The Judge’s response to this question did not really directly engage with the problem that the jury was grappling with and they then put what was in substance the same question again:
In relation to our previous question, are we the Jury to consider Vincent’s understanding of really serious harm or our the Jury’s agreed understanding?
This time the Judge responded more directly:
The understanding is one fixed objectively. In other words, it is your understanding of the words “really serious harm” and their meaning which is critical. The Crown must prove beyond reasonable doubt that the accused intended really serious harm. Really serious harm is your objective understanding of those words.
It is not tenable to argue that the Crown had to show that the applicant intended to inflict harm of a kind which he personally regarded as really serious. As the Court of Appeal pointed out at [48], the task for the jury was first to determine the type of injuries which the applicant intended to inflict and secondly to decide whether injuries of that character were really serious harm. The Court of Appeal was satisfied that the Judge made it sufficiently clear to the jury that they had to determine whether what the applicant intended to do amounted to really serious harm, as they assessed it.
We do not see this aspect of the case as giving rise to a point which warrants leave to appeal being granted and there is no appearance of a miscarriage of justice.

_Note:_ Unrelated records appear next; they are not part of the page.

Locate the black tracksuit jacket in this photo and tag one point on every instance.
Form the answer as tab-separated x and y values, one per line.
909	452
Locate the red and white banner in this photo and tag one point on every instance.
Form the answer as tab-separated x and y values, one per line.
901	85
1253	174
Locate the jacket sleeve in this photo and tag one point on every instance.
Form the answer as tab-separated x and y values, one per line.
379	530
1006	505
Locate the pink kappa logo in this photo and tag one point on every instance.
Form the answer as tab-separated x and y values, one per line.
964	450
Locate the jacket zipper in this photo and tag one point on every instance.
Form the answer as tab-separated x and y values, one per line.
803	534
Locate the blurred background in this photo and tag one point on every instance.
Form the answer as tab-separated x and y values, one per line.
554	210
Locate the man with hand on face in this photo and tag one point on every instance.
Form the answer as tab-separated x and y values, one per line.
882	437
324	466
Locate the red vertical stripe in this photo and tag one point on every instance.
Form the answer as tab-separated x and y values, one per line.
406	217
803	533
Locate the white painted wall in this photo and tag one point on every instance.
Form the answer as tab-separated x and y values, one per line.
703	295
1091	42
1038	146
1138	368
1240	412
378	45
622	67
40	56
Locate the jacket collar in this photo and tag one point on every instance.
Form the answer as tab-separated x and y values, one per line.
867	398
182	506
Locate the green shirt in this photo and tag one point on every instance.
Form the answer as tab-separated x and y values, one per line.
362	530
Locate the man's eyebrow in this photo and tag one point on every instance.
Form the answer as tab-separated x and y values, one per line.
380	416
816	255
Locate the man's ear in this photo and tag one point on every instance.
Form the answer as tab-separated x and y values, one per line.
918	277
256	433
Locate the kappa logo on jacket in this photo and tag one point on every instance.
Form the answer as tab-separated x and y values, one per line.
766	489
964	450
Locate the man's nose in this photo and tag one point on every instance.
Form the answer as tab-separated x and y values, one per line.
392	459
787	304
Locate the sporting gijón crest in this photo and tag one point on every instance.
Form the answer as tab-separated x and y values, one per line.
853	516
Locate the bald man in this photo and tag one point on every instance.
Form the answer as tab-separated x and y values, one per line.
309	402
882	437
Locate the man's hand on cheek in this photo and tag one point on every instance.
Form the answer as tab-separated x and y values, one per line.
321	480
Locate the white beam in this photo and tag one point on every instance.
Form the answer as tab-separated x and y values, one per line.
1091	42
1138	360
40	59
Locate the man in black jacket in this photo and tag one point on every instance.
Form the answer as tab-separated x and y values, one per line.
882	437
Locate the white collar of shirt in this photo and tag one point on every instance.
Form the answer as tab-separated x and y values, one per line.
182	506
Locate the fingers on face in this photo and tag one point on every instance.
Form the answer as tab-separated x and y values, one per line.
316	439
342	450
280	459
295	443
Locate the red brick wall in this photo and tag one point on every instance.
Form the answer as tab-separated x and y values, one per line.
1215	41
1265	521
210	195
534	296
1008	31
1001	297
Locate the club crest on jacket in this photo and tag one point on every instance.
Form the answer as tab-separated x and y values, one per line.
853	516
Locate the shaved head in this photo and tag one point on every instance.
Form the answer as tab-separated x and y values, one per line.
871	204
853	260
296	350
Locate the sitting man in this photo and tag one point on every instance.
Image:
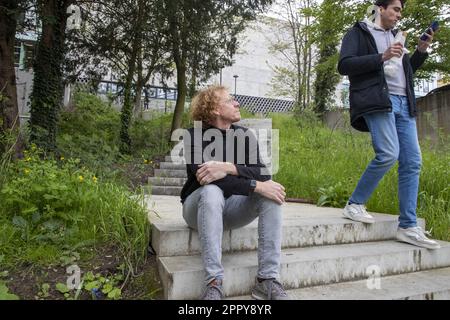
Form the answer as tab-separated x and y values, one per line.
220	195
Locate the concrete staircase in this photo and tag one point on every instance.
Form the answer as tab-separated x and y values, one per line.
169	178
324	256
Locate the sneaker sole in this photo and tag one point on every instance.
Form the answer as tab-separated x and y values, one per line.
369	221
403	238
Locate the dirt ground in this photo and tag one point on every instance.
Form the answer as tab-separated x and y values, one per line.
27	281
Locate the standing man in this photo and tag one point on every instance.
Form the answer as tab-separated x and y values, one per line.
384	104
227	193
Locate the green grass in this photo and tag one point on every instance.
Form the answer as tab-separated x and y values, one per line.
52	208
324	165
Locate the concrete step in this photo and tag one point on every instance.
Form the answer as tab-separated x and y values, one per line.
170	159
172	165
166	190
423	285
170	173
173	182
309	226
182	276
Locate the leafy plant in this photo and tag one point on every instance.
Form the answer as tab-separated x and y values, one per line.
5	295
333	196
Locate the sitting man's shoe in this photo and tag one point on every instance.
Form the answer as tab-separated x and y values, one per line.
269	289
417	237
357	212
213	291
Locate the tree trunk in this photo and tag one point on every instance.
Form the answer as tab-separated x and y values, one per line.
139	85
47	95
9	110
181	97
127	109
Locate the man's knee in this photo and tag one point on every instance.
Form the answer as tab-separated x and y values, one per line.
212	194
412	164
267	204
388	157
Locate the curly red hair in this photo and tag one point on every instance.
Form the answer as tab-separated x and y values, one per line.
205	102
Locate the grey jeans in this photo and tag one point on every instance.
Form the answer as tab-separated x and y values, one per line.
207	211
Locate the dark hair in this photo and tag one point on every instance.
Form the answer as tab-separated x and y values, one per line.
386	3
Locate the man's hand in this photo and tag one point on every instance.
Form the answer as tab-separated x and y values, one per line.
423	45
396	50
214	170
271	190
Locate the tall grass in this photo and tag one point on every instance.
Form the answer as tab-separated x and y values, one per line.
50	209
325	165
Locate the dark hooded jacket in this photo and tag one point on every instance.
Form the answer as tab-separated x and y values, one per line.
360	61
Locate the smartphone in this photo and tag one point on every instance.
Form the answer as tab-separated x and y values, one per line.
434	26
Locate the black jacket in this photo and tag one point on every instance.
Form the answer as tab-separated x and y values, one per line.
248	168
361	62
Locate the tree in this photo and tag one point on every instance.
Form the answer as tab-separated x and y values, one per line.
202	35
127	36
294	43
46	97
330	21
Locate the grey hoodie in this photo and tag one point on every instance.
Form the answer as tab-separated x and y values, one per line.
384	39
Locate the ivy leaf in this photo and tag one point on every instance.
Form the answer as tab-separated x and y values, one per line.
115	294
20	222
4	295
61	287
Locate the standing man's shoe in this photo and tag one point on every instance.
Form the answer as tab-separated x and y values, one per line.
213	291
417	237
357	212
269	289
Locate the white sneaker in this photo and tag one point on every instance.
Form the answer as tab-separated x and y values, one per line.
357	212
417	237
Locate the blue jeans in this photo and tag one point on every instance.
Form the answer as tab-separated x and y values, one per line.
207	211
394	137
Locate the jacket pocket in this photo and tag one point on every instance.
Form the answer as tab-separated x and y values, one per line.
370	93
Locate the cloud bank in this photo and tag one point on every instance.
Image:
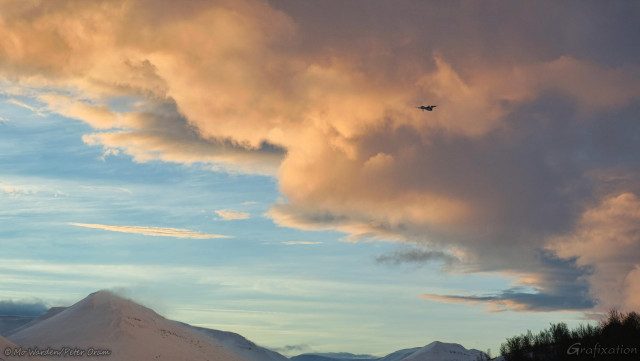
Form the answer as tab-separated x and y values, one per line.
527	166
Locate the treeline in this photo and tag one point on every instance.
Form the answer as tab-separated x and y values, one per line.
616	338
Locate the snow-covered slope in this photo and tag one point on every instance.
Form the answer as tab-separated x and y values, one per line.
435	351
33	320
9	323
333	356
132	332
241	346
440	351
400	355
8	345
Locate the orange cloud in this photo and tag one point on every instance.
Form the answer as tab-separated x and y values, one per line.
151	231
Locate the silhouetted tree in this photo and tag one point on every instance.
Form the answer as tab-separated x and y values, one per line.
617	337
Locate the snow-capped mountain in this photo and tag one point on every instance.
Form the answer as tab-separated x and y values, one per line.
400	355
30	321
12	352
240	345
440	351
8	323
333	356
105	321
435	351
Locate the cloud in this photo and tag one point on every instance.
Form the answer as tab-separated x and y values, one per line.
228	215
607	239
536	122
15	190
419	256
18	308
295	243
152	231
517	299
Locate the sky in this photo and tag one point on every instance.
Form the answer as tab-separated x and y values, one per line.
260	166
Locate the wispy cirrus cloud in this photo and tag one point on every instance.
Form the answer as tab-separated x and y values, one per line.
502	170
152	231
295	243
229	215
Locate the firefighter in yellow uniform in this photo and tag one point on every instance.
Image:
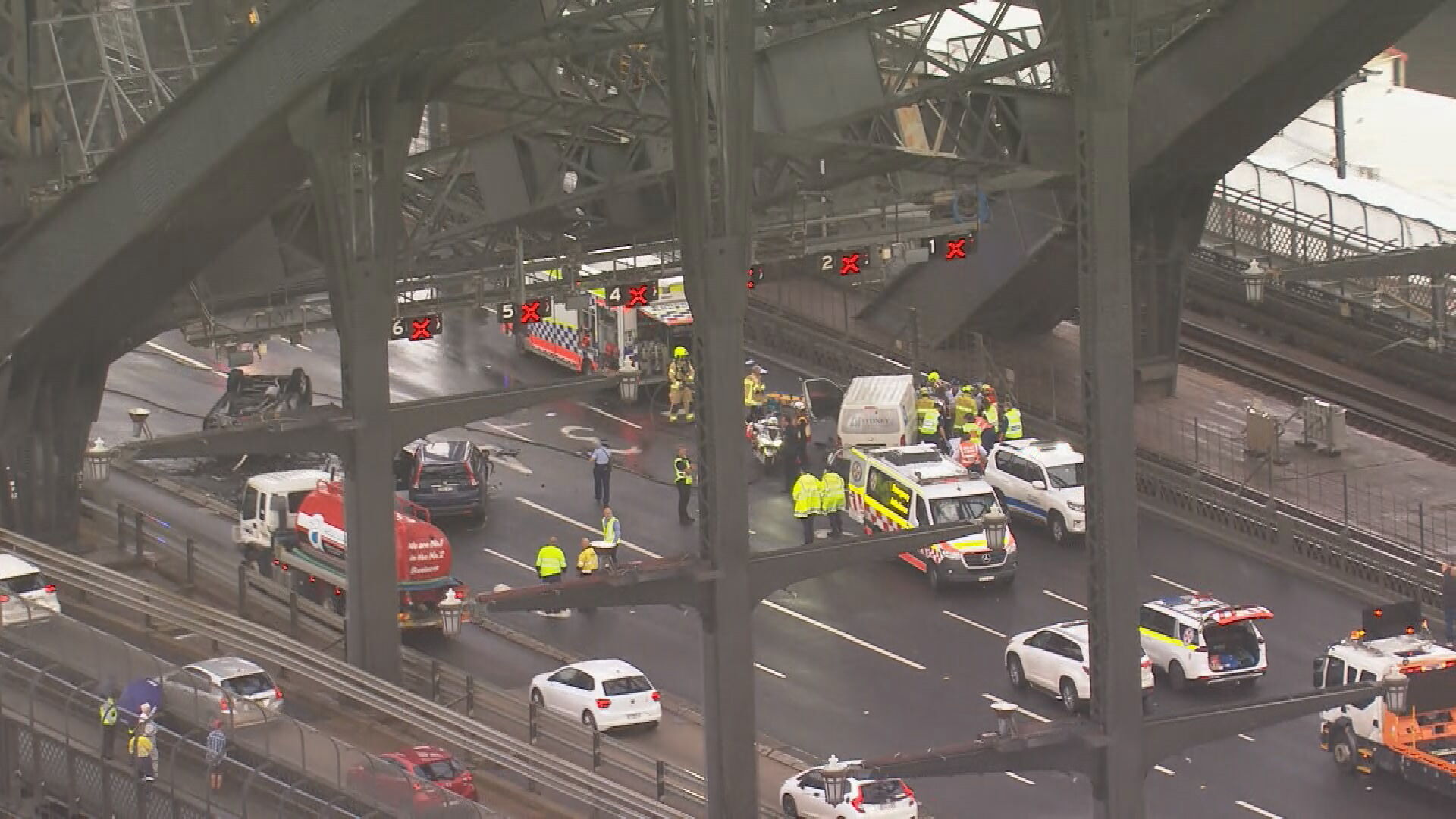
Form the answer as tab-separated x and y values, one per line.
680	381
755	394
807	503
832	502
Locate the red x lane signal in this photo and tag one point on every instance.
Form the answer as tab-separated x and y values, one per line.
638	297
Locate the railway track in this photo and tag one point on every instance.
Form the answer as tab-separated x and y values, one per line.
1366	409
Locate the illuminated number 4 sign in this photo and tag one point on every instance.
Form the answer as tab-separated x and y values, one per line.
417	328
632	295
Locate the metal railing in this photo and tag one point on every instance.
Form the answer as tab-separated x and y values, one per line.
511	720
1363	544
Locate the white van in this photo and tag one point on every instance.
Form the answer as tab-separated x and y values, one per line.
25	595
877	411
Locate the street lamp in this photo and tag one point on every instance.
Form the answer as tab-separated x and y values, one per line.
1397	691
450	614
98	463
1254	279
995	526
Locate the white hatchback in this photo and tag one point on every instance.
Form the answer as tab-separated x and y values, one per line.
1057	659
814	796
603	694
25	595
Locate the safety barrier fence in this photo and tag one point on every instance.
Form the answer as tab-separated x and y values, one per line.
1050	385
364	695
1181	469
265	594
271	758
52	748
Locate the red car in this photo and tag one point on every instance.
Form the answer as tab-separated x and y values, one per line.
425	764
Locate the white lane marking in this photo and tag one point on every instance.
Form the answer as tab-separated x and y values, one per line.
582	526
1174	583
766	604
1068	601
1256	809
182	359
843	635
973	624
504	431
1038	717
1019	779
509	558
619	419
767	670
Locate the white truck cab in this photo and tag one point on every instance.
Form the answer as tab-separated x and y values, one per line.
905	487
268	509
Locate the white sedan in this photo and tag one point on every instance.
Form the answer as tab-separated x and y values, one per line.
810	795
1056	659
603	694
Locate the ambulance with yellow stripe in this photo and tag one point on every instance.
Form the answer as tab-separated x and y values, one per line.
607	333
905	487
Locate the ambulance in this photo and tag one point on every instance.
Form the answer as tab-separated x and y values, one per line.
603	337
905	487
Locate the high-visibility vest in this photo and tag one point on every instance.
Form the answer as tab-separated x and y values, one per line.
1014	425
805	496
832	491
551	561
612	529
929	422
587	560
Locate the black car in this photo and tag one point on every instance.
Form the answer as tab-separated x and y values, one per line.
447	479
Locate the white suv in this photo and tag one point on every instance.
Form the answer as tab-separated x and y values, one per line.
1057	659
1041	480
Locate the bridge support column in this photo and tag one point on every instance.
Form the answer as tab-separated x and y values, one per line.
359	137
1100	55
714	194
1165	234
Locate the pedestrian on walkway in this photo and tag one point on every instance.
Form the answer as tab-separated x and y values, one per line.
140	748
1449	601
551	564
216	754
610	537
807	503
601	472
108	723
683	479
832	500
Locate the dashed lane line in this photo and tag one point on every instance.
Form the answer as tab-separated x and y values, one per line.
1022	711
973	624
509	558
766	604
619	419
582	526
182	359
1068	601
1174	583
842	635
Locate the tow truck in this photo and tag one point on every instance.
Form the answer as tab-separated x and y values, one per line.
1411	730
613	330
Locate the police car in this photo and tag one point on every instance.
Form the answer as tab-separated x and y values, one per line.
903	487
1200	639
1041	480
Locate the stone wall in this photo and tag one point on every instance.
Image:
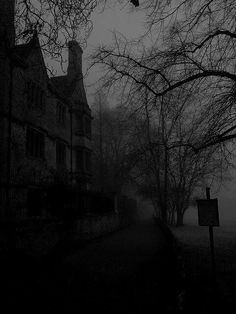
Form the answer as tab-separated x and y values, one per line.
94	226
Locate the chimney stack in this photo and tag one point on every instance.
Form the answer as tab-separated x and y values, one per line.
75	59
7	18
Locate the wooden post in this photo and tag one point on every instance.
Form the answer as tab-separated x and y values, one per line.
211	236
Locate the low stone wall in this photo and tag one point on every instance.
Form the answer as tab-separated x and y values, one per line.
94	226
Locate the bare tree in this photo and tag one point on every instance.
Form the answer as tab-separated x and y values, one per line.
169	172
194	44
113	152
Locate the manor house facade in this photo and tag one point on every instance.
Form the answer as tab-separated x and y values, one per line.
45	122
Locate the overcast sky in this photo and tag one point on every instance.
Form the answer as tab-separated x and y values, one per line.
117	19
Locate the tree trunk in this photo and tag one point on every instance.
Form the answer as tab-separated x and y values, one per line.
179	218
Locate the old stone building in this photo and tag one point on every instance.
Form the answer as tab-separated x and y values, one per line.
45	123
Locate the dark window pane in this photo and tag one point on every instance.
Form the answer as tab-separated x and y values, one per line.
61	114
88	161
35	143
61	154
79	160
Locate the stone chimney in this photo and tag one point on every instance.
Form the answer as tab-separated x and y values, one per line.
75	59
7	18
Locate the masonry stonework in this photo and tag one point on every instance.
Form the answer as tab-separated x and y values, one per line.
45	121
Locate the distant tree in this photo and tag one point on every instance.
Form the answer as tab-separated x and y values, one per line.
169	171
113	152
193	43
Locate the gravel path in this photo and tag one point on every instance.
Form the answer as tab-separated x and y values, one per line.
130	271
204	293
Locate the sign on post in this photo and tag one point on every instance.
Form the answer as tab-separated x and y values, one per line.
208	214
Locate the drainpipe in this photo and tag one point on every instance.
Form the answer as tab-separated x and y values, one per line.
71	145
9	135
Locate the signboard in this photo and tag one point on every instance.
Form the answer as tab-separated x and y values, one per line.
208	214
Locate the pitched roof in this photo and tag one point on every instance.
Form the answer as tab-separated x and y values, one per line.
62	86
24	50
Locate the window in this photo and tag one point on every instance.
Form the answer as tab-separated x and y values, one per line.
80	124
88	126
36	96
79	160
61	114
61	154
35	143
88	161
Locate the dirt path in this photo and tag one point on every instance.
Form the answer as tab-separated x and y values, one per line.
131	271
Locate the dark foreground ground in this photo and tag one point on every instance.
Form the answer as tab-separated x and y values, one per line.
131	271
204	293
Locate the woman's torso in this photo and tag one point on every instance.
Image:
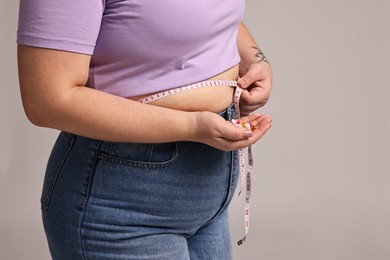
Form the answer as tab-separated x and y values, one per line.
209	98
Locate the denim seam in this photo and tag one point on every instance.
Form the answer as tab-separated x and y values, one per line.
89	179
70	142
140	164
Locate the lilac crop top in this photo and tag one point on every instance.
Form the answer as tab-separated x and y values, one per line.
138	46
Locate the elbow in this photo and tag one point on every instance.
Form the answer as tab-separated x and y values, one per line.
35	115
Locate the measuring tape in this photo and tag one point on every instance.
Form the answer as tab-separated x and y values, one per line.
241	155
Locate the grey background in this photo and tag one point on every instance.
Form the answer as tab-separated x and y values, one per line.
322	174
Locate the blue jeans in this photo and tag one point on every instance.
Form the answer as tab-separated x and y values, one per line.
108	200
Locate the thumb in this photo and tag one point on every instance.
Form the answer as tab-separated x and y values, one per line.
235	133
246	80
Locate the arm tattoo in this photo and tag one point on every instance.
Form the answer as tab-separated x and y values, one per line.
260	55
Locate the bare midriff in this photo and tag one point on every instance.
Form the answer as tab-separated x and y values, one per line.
214	98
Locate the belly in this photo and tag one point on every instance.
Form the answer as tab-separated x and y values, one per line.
214	99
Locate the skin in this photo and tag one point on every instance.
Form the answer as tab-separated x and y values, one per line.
256	75
54	95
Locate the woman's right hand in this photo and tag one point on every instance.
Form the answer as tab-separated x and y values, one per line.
215	131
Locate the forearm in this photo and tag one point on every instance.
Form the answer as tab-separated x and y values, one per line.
249	51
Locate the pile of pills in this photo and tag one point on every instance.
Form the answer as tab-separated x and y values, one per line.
238	123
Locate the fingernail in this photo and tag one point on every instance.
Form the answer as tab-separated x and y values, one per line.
248	134
242	82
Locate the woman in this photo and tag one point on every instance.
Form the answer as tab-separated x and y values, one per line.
128	180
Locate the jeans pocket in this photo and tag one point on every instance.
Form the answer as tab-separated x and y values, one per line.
142	155
58	155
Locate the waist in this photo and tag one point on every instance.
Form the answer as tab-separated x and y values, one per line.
206	98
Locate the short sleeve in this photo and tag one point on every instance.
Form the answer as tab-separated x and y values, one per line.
69	25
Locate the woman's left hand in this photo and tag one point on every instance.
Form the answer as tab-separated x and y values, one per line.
256	82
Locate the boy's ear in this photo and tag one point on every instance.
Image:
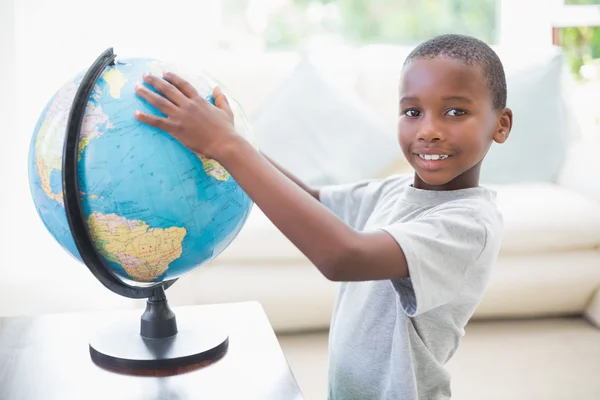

The absence of an alternative (and lesser charge) and the Judge’s refusal to give the jury the sections of the Crimes Act 1961 which deal with the hierarchy of offences of violence
The charge of wounding with intent to cause grievous bodily harm was the only charge faced by the applicant. During their deliberations the jury asked to see the sections of the Crimes Act 1961 which identified “the charges above and below in seriousness of the current charges”. The Judge declined to provide this to the jury and told them that they had to concentrate on the charge which the applicant faced. Counsel for the applicant complains as to the Judge’s refusal to provide the jury with the hierarchy of charges and also, although not in a very particularised way, with the laying of a single charge.
Had the Judge acceded to the jury’s request, it would have invited questions well-removed from the jury’s task and, as well, provided considerable scope for confusion, given the extent of overlap between the crimes in question. We accept that it would have been open to the prosecution to lay alternative charges and, given the nature of the defence as to mens rea, perhaps better – or at least safer – if they had done so. That said, however, the jury would not have found the applicant guilty of the offence charged unless satisfied that he was guilty.
Again, we see no point which would warrant leave to appeal being granted and no appearance of a miscarriage of justice.
Whether there was a sufficient evidential basis for the verdict
In submissions which the applicant rather than his counsel prepared, there is a complaint that the “weight of evidence does not support the verdict”. This point was not argued in the Court of Appeal and it does not raise an issue which would warrant leave to appeal being granted or a concern that there may have been a miscarriage of justice.
Result
The application for leave to appeal is dismissed.